Corporate Social Responsibility
As of now, companies that are required to budget for CSR must disclose in their annual reports the reasons why they were unable to fully spend these funds. Now, any unspent annual CSR funds must be transferred to one of the funds under Schedule 7 of the Act (for example, the Prime Minister’s Relief Fund) within six months of the financial year.
Under the Act, the National Financial Reporting Authority can debar a member or firm from practising as a Chartered Accountant for six months to 10 years in case of proven misconduct. The Bill amends this punishment to provide for debarment from appointment as an auditor or internal auditor of a company, or performing a company’s valuation, for the same period.
Registration of charges
Under the Act, companies must register charges (mortgages, etc.) on their property within 30 days of creation of the charge, extendable up to 300 days with permission from the Registrar of Companies. The Bill changes the deadline to 60 days (extendable by 60 days).
Change in approving authority
Under the Act, change in period of financial year for a company associated with a foreign company, has to be approved by the National Company Law Tribunal (NCLT). Any alteration in the incorporation document of a public company which has the effect of converting it to a private company, too, has to be approved by the NCLT. Under the Bill, these powers have been transferred to the central government.
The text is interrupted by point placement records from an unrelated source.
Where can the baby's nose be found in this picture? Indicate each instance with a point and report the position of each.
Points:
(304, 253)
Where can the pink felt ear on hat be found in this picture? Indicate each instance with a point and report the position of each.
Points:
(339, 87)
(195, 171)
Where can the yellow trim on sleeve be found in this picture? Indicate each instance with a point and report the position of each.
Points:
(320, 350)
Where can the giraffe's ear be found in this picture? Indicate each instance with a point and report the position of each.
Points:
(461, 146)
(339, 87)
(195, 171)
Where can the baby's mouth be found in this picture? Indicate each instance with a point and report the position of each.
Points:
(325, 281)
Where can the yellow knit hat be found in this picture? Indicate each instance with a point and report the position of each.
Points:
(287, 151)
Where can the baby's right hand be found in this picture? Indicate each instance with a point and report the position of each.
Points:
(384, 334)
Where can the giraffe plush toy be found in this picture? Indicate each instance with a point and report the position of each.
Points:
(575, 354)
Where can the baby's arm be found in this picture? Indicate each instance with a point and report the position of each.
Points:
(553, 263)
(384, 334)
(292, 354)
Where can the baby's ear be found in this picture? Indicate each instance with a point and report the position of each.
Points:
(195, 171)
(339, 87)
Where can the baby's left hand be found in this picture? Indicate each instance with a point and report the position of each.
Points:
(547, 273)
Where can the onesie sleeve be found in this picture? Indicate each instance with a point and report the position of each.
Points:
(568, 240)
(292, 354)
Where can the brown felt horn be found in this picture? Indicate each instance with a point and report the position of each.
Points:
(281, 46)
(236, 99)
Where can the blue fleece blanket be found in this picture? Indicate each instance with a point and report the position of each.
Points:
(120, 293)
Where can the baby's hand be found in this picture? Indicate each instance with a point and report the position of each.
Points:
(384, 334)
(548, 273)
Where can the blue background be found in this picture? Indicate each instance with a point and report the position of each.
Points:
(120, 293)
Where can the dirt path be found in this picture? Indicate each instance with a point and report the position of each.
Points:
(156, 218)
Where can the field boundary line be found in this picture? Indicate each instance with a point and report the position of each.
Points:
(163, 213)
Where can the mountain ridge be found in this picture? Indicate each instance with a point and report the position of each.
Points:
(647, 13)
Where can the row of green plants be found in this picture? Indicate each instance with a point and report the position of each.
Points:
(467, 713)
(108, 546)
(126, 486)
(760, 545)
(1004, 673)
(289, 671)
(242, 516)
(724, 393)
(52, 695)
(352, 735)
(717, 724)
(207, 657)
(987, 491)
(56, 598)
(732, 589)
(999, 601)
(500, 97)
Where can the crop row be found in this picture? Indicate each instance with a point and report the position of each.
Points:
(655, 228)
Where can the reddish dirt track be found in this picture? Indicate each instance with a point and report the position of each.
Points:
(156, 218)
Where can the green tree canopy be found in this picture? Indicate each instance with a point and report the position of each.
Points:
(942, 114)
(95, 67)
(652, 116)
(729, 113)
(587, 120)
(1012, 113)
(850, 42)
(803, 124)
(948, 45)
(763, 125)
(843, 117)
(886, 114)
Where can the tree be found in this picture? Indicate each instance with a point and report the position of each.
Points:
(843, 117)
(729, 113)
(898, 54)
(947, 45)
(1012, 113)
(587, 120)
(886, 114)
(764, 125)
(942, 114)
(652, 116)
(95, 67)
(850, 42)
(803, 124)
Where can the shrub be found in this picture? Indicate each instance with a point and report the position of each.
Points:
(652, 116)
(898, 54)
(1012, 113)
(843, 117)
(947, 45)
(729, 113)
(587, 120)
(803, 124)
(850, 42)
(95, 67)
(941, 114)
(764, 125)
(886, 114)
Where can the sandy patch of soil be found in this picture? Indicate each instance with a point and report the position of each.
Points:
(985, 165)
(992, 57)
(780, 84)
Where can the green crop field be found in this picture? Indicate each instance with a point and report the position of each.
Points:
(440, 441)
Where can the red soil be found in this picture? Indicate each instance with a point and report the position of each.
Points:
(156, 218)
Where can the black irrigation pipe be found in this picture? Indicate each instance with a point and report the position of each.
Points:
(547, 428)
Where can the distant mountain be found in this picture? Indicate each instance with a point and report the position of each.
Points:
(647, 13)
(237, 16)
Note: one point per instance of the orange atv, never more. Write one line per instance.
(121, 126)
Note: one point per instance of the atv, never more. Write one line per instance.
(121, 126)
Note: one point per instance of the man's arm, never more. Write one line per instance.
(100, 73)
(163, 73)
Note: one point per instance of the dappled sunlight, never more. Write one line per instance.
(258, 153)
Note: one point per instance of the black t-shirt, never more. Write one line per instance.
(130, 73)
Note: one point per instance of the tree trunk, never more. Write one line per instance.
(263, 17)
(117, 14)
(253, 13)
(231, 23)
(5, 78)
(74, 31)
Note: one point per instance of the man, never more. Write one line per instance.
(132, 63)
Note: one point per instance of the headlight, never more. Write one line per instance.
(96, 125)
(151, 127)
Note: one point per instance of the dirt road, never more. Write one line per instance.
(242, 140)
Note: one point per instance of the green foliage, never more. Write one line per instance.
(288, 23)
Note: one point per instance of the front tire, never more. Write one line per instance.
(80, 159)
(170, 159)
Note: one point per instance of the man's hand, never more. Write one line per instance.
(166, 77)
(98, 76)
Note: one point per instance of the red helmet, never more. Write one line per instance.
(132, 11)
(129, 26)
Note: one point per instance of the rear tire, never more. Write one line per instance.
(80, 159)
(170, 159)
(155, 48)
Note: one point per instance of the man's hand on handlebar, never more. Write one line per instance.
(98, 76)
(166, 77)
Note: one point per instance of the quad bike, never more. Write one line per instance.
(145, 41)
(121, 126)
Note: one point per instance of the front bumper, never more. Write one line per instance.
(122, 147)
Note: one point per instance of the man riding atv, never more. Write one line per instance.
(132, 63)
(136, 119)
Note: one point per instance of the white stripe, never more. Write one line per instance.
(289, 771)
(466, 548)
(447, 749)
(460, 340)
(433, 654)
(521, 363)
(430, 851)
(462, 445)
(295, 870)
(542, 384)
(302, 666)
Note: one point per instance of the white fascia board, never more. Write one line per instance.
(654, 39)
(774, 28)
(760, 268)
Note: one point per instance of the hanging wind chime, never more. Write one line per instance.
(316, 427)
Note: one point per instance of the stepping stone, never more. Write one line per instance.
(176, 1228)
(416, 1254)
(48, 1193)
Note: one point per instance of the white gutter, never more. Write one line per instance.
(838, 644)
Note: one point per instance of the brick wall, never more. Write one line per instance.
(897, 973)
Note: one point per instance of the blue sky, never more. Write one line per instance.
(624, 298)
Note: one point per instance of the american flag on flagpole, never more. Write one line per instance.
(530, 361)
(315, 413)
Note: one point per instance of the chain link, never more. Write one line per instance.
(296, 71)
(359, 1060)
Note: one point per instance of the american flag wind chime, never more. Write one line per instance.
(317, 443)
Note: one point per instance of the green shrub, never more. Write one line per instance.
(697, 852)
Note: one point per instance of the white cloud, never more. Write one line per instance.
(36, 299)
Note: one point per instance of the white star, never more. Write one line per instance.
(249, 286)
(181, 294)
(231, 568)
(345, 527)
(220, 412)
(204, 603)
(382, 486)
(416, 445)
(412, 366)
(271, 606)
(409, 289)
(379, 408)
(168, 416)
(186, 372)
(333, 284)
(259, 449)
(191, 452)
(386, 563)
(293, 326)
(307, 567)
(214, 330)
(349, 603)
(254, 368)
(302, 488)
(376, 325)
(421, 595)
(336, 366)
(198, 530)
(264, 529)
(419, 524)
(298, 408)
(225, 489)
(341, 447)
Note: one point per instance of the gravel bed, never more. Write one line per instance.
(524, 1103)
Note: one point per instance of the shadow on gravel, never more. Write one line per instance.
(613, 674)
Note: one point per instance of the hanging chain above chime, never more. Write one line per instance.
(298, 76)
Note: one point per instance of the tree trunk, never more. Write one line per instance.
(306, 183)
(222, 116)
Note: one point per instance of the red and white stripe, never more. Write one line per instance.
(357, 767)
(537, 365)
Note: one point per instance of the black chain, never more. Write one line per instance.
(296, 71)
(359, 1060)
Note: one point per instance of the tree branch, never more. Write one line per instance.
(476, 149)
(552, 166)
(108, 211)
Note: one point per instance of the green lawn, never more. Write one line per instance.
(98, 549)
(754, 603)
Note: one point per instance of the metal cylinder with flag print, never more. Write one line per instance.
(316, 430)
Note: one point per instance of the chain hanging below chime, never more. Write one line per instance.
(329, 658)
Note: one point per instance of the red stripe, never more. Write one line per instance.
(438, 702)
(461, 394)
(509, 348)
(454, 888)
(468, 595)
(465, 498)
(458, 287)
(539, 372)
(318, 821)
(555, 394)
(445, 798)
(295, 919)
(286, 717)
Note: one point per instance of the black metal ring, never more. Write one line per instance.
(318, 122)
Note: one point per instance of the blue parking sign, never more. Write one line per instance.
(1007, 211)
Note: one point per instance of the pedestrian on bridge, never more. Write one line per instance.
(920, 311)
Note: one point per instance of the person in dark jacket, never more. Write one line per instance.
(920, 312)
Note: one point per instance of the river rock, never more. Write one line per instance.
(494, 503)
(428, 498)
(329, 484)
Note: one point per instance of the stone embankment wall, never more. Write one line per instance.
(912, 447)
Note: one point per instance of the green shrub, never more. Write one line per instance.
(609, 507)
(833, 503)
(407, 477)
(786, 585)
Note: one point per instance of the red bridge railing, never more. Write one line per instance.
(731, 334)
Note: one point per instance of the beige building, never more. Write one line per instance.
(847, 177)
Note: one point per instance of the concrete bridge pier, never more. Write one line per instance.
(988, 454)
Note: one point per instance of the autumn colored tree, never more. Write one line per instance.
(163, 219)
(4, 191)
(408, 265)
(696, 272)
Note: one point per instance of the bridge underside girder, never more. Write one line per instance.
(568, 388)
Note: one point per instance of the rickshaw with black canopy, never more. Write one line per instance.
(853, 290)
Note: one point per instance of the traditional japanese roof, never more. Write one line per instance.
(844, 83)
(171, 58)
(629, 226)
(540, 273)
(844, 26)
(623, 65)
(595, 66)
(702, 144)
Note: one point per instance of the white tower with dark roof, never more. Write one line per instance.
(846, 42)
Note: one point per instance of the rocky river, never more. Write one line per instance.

Under the 2013 Act, a regional director can compound (settle) offences with a penalty of up to Rs 5 lakh. This ceiling has been raised to Rs 25 lakh in the amendment.
Bar on holding office
Under the existing Act, the central government or certain shareholders can apply to the NCLT for relief against mismanagement of the affairs of the company. The Bill states that in such a complaint, the government may also make a case against an officer of the company on the ground that he is not fit to hold office in the company, for reasons such as fraud or negligence. If the NCLT passes an order against the officer, he will not be eligible to hold office in any company for five years.